弗兰克取出一张备忘录,看了眼,模仿着克莱恩硬邦邦的普鲁士语调。
“地方武装破坏了向前线运输武器的铁路线。军人以服从命令为天职,但我从未下令屠杀平民。”
弗兰克说完,又摘下眼镜缓缓擦,“苏方态度强硬,他们认为,党卫军已被划为犯罪组织,一个人只要执行了命令,就已经站在了被告席上。”
他动作顿了顿,抬起眼。“所以这种情况,越说多,越被动,苏方会抓住一切漏洞。“
俞琬静静听着,手指在膝上绞在一起。
克莱恩会这么说…她不意外,他从不是那种屑于玩文字游戏为自己开脱的人。他太军人了,只认事实,只讲命令和结果。
可法庭不是战场,敌人不亮刀,只抠字眼,有时候更需要一种恰到好处的“示弱”。
下一刻弗雷迪醒了,他睁开眼挥了挥小手,女孩连忙把小毯子往上拉了拉。
“那就…一定让他别说太多。”她抬起眼,抿了抿唇,“您告诉他,就说…是我说的。他信我,他会听。”
“还有…我找到了两个人。”女孩小手蜷了蜷,从小布袋里拿出了一封信。
弗兰克接过去的一刻,眉梢高高扬起。
上面的落款是奥斯卡·施耐德。战前莱茵兰的工业家,纳粹党员,却用自己的工厂挽救过成百上千个犹太人。
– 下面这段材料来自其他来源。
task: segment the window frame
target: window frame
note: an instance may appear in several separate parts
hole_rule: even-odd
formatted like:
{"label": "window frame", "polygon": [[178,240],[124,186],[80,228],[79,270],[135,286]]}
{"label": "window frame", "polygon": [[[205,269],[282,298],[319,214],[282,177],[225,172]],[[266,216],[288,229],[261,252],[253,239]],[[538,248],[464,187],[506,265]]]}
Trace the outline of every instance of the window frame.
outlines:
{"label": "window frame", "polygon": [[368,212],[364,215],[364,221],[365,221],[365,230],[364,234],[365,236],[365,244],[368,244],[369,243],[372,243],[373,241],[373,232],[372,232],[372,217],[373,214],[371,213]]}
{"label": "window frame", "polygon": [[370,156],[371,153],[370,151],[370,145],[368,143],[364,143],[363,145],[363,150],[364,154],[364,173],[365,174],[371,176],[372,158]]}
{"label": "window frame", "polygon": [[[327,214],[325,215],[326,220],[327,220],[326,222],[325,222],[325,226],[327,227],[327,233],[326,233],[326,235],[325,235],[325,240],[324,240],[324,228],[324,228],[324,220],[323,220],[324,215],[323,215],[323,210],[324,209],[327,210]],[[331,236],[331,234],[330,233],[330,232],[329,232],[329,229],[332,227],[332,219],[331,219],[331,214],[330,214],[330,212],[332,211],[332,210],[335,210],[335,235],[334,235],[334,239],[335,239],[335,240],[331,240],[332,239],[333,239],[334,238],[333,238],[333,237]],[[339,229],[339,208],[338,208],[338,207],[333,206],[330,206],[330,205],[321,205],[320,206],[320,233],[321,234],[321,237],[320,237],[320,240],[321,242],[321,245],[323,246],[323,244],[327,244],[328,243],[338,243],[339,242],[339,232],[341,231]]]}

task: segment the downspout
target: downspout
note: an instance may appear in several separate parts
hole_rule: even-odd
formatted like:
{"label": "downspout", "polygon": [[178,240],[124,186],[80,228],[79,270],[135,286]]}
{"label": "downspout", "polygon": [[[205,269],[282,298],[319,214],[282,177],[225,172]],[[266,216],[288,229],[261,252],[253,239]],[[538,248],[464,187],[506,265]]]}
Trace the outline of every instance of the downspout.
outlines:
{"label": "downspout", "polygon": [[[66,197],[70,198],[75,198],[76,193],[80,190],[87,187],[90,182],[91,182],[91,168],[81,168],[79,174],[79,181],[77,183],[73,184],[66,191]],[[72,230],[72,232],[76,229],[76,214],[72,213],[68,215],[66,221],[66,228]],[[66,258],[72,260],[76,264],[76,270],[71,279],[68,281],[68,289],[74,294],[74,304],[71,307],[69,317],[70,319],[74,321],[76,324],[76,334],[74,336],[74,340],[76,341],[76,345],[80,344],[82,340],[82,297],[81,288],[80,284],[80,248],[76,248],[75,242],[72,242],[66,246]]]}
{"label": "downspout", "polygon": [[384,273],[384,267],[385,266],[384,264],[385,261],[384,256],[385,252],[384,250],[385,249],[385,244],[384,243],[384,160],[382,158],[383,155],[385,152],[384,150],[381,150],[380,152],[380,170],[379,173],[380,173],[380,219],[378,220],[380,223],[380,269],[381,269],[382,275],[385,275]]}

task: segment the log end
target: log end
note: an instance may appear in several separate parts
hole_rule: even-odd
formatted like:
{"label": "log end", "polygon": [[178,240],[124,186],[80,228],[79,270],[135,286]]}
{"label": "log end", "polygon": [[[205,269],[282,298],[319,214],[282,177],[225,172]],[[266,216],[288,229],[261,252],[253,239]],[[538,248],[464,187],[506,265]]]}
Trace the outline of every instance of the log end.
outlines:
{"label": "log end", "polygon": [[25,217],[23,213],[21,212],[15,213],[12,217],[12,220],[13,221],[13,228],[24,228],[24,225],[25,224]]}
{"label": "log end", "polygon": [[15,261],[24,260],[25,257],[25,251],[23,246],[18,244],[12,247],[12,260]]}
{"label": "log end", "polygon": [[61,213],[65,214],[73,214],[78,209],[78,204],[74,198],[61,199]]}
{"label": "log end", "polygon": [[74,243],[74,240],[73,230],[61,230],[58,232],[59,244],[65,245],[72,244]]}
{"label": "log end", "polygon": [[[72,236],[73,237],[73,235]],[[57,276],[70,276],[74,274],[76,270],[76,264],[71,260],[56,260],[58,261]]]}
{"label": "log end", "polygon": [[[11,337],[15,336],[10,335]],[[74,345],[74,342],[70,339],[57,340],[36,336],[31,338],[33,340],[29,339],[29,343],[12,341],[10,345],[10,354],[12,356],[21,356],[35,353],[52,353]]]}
罗斯福都亲自写信嘉奖过他,《纽约时报》称他为“穿纳粹制服的天使”。
他去年在瑞士养病,几乎不见外客,没人想到这个东方女人竟能拿到他的亲笔证词。
咖啡馆里的爵士乐恰在此时换了一首快曲,律师的手指在纸面上一行行滑过去,眼中疲倦终于一点点退去。
一个星期前,俞琬带着弗雷迪去了趟马赛。
马赛老港边挤满了准备离开欧洲的人,玛维丝太太住在旧港后街一栋米黄色小楼里,门上还贴着三年前的封条残片。
门开时,老太太正往行李箱里塞一条蓝头巾,她的头发比从前更白,背也弯了些。看见抱着孩子的东方女孩时,足足定在那好几秒,仿佛在辨认一个从灰烬里重新拼出来的幻影。
直到女孩唤了声她的名字,老人嘴唇才动了动:“你还活着。”
屋子里堆满了捆好的皮箱,墙上空空的,只剩几个挂钩和一抹发黑的痕迹。